Michael Ward, a noted British scholar on C. S. Lewis, will present "C.S. Lewis, Narnia, and the Seven Heavens" on Wednesday, Jan. 16, at 4 p.m. in room 135 of the Martha Miller Center for Global Communication at Hope College.
The public is invited. Admission is free.
The lecture will be based on Ward's important new book "Planet Narnia: The Seven Heavens in the Imagination of C.S. Lewis," published in December by Oxford University Press. In the book, Ward argues that medieval cosmology, a subject which fascinated Lewis throughout his life, provides the imaginative key to the seven Chronicles of Narnia.
The book affirms that the seven Narnia stories were designed to express the characteristics of the seven medieval planets--the Sun, the Moon, Mars, Mercury, Venus, Jupiter and Saturn--planets which Lewis described as "spiritual symbols of permanent value." Using these seven symbols, Lewis constructed the Chronicles so that the story-line and details in each book communicate its respective planetary personality.
Ward has lectured on C. S. Lewis in South Korea and Sweden as well as in Britain and numerous places in the United States. He debated Christian fiction with the atheist writer, Philip Pullman, before an audience of 800 people in Oxford in 2002. He is co-editor of two books: "Heresies and How to Avoid Them: Why it Matters What Christians Believe" (2007) and the forthcoming "Cambridge Companion to C.S. Lewis."

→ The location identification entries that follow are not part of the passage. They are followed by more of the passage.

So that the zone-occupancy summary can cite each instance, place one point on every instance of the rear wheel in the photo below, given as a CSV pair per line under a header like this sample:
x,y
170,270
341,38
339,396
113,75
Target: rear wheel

Ward studied English at Oxford University and theology at Cambridge University. He received his doctorate in divinity from the University of St Andrews. He was ordained in the Anglican Church in 2004 and since then has been the Chaplain of Peterhouse, the oldest of the Cambridge colleges.
The Martha Miller Center is located at 257 Columbia Ave., at the corner of Columbia Avenue and 10th Street.